KEY POINTS:
The Silo's intimate space and grunge-like sense of style are well suited to cabaret theatre. When you throw in table service, a hot jazz combo, great songs and a fine vocal trio it is easy to imagine you have been transported to the Weimar Republic, where the doomed cabaret culture raised a candle against the dark night of fascism.
The Dada-style collages on the walls are a nice touch, but in focusing on period detail director-designer John Verryt seems to loose sight of the essential spirit of cabaret, which demands a commitment to spontaneity and direct engagement with the audience.
Expecting the band leader to double as MC was probably a mistake, for while Paul Barrett impresses on the keyboard he struggles to pull off the improvised repartee that might have taken the evening beyond the level of song recital.
But as recitals go, Berlin is a winner. The programme guides us through a range of emotions and introduces little-known gems alongside the more familiar classics by Kurt Weill and Bertolt Brecht.
Jennifer Ward-Lealand's performance is engaging and illuminating. She wrings every last drop irony out of Munchausen, a song that deflates the grand lies about truth and justice, while insisting that we desperately need these illusions.
Ward-Lealand shines in the character-based songs, such as Surabaya Johnny, where the dilemma of loving a rotten man is perfectly captured in her deadpan delivery of the hook line, "Take that damn pipe out of your mouth you dog".
But for my money the star of the show was Lana Nesnas, a sensuous presence with a hugely assured voice that went straight to the emotional heart of all her songs. The audience were spellbound as she drifted among the tables, conjuring up the aching melancholy of Youkali, a haunting paean to an obscure and unattainable ideal.
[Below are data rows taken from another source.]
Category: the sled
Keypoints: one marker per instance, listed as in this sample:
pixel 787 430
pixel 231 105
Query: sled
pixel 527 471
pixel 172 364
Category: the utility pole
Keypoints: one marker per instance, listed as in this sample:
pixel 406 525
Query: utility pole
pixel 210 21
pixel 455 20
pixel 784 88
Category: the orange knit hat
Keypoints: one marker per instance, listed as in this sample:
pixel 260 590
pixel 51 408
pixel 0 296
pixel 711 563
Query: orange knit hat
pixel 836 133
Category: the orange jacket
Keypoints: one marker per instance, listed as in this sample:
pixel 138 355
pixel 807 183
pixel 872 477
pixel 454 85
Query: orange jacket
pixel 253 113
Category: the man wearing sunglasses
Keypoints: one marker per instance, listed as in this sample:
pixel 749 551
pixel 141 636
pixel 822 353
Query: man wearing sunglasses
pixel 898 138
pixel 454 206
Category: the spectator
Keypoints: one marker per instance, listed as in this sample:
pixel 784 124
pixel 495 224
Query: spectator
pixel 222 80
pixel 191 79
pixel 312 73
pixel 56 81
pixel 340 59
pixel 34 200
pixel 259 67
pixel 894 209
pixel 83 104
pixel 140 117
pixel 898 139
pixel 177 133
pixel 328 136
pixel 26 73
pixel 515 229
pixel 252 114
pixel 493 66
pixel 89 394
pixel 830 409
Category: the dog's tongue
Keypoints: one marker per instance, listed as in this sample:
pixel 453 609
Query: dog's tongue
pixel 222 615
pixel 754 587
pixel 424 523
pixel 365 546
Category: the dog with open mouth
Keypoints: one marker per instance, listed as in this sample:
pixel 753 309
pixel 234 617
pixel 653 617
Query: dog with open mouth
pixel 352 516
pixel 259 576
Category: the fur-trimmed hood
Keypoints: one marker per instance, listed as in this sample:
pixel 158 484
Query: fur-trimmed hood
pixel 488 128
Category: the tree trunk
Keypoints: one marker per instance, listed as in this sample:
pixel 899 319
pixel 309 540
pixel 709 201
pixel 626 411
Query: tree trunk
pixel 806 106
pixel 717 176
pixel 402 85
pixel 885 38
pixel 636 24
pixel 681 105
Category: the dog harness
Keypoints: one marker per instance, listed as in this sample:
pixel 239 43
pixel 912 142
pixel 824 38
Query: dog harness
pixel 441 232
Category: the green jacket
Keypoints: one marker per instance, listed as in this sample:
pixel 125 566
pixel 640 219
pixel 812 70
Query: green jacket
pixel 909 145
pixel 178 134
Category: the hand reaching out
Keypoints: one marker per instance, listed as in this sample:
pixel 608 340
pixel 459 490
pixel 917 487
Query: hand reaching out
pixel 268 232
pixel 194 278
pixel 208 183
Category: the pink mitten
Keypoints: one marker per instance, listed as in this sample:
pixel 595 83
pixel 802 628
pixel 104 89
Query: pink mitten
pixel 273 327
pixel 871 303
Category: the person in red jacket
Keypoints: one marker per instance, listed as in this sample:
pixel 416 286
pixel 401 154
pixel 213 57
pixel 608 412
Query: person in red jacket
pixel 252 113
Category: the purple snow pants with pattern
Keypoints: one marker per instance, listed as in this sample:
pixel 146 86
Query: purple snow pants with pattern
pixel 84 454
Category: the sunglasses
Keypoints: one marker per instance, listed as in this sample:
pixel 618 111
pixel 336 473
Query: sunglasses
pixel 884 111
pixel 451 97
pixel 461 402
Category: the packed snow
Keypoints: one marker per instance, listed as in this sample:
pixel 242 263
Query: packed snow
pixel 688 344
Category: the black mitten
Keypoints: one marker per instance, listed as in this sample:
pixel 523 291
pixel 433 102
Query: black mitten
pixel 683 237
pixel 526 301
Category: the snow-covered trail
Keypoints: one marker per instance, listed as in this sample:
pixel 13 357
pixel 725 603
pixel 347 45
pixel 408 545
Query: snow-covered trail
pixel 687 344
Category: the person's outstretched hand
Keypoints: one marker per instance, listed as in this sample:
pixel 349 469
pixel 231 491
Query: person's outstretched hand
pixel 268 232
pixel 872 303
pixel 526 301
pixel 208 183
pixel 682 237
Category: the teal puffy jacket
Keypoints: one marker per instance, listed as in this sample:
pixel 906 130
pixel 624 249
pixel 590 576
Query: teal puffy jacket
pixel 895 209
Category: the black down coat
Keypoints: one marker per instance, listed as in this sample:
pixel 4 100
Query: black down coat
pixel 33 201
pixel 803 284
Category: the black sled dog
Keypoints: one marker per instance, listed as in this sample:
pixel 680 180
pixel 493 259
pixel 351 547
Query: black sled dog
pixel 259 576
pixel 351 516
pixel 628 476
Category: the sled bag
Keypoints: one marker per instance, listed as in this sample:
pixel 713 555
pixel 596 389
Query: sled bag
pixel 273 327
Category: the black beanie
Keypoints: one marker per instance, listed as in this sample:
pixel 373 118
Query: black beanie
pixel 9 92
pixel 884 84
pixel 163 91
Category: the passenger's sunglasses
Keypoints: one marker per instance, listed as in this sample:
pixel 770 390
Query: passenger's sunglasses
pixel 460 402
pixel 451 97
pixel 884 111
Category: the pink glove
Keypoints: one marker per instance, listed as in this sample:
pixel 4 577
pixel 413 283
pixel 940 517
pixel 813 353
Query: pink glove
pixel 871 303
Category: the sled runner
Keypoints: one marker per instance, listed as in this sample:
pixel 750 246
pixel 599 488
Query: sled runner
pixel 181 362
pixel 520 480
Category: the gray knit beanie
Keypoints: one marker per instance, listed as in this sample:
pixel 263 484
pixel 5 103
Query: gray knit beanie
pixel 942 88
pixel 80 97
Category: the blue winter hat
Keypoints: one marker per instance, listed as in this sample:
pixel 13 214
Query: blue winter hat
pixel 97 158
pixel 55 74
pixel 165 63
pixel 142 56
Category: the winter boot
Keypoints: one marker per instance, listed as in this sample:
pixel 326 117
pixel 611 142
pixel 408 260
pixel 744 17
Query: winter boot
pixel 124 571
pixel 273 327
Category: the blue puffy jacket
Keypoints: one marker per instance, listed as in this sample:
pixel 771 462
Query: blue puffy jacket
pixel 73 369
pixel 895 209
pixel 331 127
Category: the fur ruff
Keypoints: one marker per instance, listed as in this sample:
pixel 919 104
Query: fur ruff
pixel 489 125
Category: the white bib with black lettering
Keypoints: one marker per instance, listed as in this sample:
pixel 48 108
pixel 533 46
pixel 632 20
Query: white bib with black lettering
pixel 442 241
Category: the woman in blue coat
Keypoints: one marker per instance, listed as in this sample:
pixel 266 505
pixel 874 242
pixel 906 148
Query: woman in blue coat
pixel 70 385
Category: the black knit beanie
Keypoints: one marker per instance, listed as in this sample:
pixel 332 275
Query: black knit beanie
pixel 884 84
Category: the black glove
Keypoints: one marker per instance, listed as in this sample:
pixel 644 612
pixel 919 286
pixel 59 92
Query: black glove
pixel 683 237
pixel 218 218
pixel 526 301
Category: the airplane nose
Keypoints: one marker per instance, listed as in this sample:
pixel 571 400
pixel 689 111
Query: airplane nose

The standout performance was her rendition of Pirate Jenny, a darkly disturbing song in which a housemaid turns the tables and takes bloody revenge on the gentlemen whose floors she has been scrubbing. Bob Dylan has described how he chanced on Pirate Jenny in a Greenwich Village theatre and came away with a radically altered concept of what songwriting could be. Nesnas' mesmerising performance reveals how this song could have produced such an epiphany.
Like the overall direction, the approach to choreography is refined and restrained. But if Berlin is a little disappointing as a piece of theatre, it provides a moving testament to the power of song.